Guwahati: BJP is hopeful that its alliance with AGP will prevent a division of anti-Congress votes. To boost its prospects, BJP is trying to forge more alliances with ethnic and regional parties.AGP was in 1985 after the signing of the Assam Accord, which put an end to the six-year-long anti-foreigner movement in the state. The party had championed the cause of freeing Assam from Bangladeshi infiltrators. BJP did the same. It is this issue that has served as common ground.
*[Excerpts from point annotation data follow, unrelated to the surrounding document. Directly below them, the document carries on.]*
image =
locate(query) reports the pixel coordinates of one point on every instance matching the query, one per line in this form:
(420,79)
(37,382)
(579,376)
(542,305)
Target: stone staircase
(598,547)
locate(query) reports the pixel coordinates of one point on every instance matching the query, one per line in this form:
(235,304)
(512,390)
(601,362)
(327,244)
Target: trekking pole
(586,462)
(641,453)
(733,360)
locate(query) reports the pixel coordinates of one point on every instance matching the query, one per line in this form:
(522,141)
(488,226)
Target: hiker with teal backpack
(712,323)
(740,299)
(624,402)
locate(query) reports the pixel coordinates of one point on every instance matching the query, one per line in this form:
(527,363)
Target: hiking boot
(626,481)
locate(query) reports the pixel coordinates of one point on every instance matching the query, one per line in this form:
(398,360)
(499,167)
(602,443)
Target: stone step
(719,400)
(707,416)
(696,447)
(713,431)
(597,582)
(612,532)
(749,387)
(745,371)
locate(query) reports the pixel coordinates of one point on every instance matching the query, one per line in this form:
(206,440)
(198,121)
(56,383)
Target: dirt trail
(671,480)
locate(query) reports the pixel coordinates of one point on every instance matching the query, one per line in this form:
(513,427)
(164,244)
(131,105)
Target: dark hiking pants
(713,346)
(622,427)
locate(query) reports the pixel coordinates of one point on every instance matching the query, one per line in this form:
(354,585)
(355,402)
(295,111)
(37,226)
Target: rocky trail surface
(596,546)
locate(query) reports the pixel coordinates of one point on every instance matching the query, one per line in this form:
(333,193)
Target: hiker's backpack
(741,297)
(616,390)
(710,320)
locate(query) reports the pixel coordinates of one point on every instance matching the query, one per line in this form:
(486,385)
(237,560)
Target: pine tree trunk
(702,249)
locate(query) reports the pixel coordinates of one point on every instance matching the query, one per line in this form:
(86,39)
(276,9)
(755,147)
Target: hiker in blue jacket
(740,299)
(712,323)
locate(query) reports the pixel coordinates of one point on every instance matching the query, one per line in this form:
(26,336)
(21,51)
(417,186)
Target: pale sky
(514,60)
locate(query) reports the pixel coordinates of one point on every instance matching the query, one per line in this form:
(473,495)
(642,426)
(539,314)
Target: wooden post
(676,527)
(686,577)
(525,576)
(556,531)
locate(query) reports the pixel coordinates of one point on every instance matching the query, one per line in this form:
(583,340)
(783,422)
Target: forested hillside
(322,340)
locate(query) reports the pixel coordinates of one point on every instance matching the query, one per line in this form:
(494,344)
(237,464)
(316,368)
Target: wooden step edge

AGP entered an alliance with BJP in the 2001 assembly polls when the former won 20 seats and the latter won eight of 126 assembly seats. In the 2006 state polls, when AGP and BJP did not enter an alliance, AGP's seat tally rose to 24 and BJP won 10 seats. In the 2009 LS polls, BJP won four seats while AGP managed to win only one. This time, the parties were in alliance. In the 2011 assembly polls, the seat tally went up to 10 and BJP's to five when they were not in alliance.

AGP's base has eroded significantly among Assamese and tribal voters over the years, while BJP has been able to make way for itself.

A major portion of Muslim electorates are now with Ajmal's AIUDF and Congress. BJP's worry is that without alliances with regional and tribal political outfits, Congress will have an edge. The saffron party already has an alliance with BPF. Muslims comprise a substantial chunk of the electorate (34%) and have always played a decisive role whenever there has been a BJP-AGP alliance.

Senior BJP leader and party spokesperson Dayananda Borgohain dismissed the idea that the alliance only benefits BJP. "We have gone beyond sentimentalism and struck the alliance for mutual benefit," Borgohain said.